Week 0: Announce tools + 5 rules (threads, TL;DRs, owners, due dates, recap posts).

Week 1: Move announcements to Slack; first sprint (one deliverable on the board).

Week 2: Turn on Slack↔PM automations; introduce the Blocked ritual.

Week 3–4: Gather feedback; prune channels/labels; codify norms.


Asana   Asana.com 

Free 10 members 3 projects

Monday   Monday.com

OpenProject — https://www.openproject.org/ 

Pros: Full suite (Gantt, Agile boards, time tracking); mature docs; robust Community Edition. Cons: Heavier to administer; some advanced features gated to Enterprise. 

Taiga — https://taiga.io/ 

Pros: Clean Scrum/Kanban workflow; easy start; open source. Cons: Best fit for agile use—fewer “classic PM” features than larger suites. 

Redmine — https://www.redmine.org/ 

Pros: Very mature; flexible trackers/wiki; huge plugin ecosystem. Cons: Dated UI; Ruby stack setup can be fiddly. 

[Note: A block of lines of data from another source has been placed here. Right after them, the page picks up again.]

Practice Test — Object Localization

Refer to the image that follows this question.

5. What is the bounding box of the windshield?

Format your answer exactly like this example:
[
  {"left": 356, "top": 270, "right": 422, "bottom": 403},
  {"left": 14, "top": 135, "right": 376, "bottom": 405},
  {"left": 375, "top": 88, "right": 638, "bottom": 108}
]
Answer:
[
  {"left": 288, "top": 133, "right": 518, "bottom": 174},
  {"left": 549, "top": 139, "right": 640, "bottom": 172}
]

Leantime — https://leantime.io/ 

Pros: Designed for “non-project managers” (inclusive UX); simple boards/roadmaps; self-host downloads. Cons: Smaller ecosystem than Redmine/OpenProject. 

WeKan — https://wekan.fi/ 

Pros: Trello-style Kanban; easy install options (e.g., Snap); MIT-licensed. Cons: Kanban-only; limited built-in reporting. 

Kanboard — https://kanboard.org/ 

Pros: Ultra-light, minimal Kanban; quick self-host; solid docs. Cons: Project is in “maintenance mode”; fewer advanced features. 

Plane (Community Edition) — https://plane.so/ 

Pros: Modern UI; issues/sprints/roadmaps; AGPLv3 CE. Cons: Still evolving; smaller academic user base.